My work really focuses on cancer within the leptomeningeal space and in studying cancer in this space one of the questions that we really wanted to ask was how is it that cancer lives in this space because the cerebrospinal fluid is actually a very nutritionally sparse material. So there’s not very much protein, there’s not much glucose nor are there many growth factors or metabolic intermediates to really sustain cancer cell growth and yet the cells grow in this space. So through iterative in vivo selection of some mouse models I was able to create some subpopulations of cancer cells that grow within the leptomeningeal space. Looking at gene expression profiling I was able to find that the cancer cells that have the capacity to live within this environment secrete a factor called complement C3. Doing some mechanistic work in both in vitro and in vivo and from human samples we were able to find that the cancer cells secreting C3 that a split product from this C3a leads to activation of the C3a receptor on the choroid plexus and that this leads to opening of the blood CSF barrier and entry of some plasma contents into the CSF. This alters the composition of the cerebrospinal fluid such that it’s able to sustain cancer cell growth.


In this way the cancer cell broaches the blood-CSF barrier and creates a leaky, almost pseudo-oedematous situation for itself in that this is really one of the ways in which cancer is able to circumvent the natural anatomic barriers.


What could these findings lead to?


The cancer cell C3, the way that it signals to the choroid plexus is through the choroid plexus’ C3a receptor and this is a G protein-coupled receptor so it’s a very druggable target. In fact, there are C3a receptor agonists and antagonists that have been previously generated that have been used in the context of asthma. So although they were not useful for asthma perhaps they might be useful in this context.

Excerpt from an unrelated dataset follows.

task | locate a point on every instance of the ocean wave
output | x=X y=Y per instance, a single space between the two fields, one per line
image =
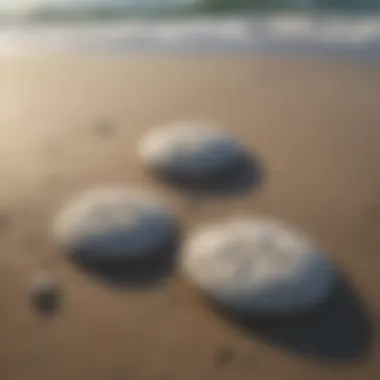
x=355 y=35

Is there a need to improve training and the number of medical professionals in this field?


In the United States we already have a system in place to train neuro-oncologists. So the path in the United States is really after residency in neurology or in medical oncology then you can do another level of subspecialty training in neuro-oncology and that’s typically about two years in length. After that there’s a Board examination and then you become a neuro-oncologist.

I adore my job; it’s very personality dependent. It’s very difficult work, our patients are extraordinarily ill, but there’s quite a lot of room for improvement if you’re an optimist, as I am, and there’s quite a lot of research. It’s a wonderful interface to exist in, actually, in this place where you’re able to see patients, enrol them in clinical trials and really feel that you’re contributing both to the patient in front of you, to the health and welfare of the person that you’re taking care of but also contribute to the larger project of helping lots of other patients.